Lo que hice en mi vida fue un desastre. Quise salvar y hundí. Quise dar una vida amable y confundí. Quise acariciar y herí. Abandoné, porque ya me había abandonado a mi mismo, cediendo con una fuerza que fui perdiendo a medida que el contenido de las arcas bajaba. Me sentí viejo y cansado. Cada cosa a su edad. No podía volar más alto que mis tacos en la medida en que mi estatura se iba reduciendo por el aplastamiento de mis vértebras.
Me llené de dolores, abulia. Entonces me fui. Era el último poder que me otorgaba. Me fui sin dar explicaciones porque ya las había dado todas.
Cuando al día siguiente de mi peregrinar desolado, un ángel desfasado, bajó para darme su apoyo y las primeras gotas de saliva para hidratar mi piel, le hice un guiño a mi amuleto de vidrios cosidos en forma de diminuta cartera colgante y escuché las palabras de mi bienhechora que me sorprendió su saber sobre qué me había pasado:”Aléjate de ese barro”, me pareció sabio…”ven a mi arena sólida” Lo tomé pero no le creí. Allí tomé la decisión de de que lo vivido y lo ofrecido eran trampas de distinta fuente. Era la única persona que dio su amor sin pedirme nada y todavía no le creo. Curarme del descreimiento me haría vivir feliz.
Vuelvo a la idea original. No sé. No sé nada, simplemente fui viviendo de distintas maneras, pero nunca acepté la soledad que yace bajo mi piel de otra manera que escapando de ella, vuelta a emborracharme, drogarme, enamorarme e intoxicarme con más palabras. Solo. Jamás había intentado ese camino aunque siempre pensé que lo estaba haciendo.

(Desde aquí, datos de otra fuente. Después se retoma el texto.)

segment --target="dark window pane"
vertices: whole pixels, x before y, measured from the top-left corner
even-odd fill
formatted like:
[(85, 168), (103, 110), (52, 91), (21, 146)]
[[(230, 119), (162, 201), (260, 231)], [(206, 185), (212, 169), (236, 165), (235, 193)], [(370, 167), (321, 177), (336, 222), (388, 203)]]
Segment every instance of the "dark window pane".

Esta es la historia y de aquí en más, harto de apoyarme en bastones ficticios. Harto de buscar descanso para mis huesos y mi alma, fuera de mi, hoy he aprendido que nada puede sostenerme ni hacerme descansar que mi propias palabras, aquellas palabras desnudas, que nunca quise pronunciar, porque me daba miedo descubrir la verdad.

Esa verdad que siempre supe, esa verdad que ni las drogas, ni el vino, ni el atontamiento de un amor esporádico, podían sellar.

Esta es la historia y de aquí en más.... necesito poner pasión entera solamente en el maravilloso acto de vivir.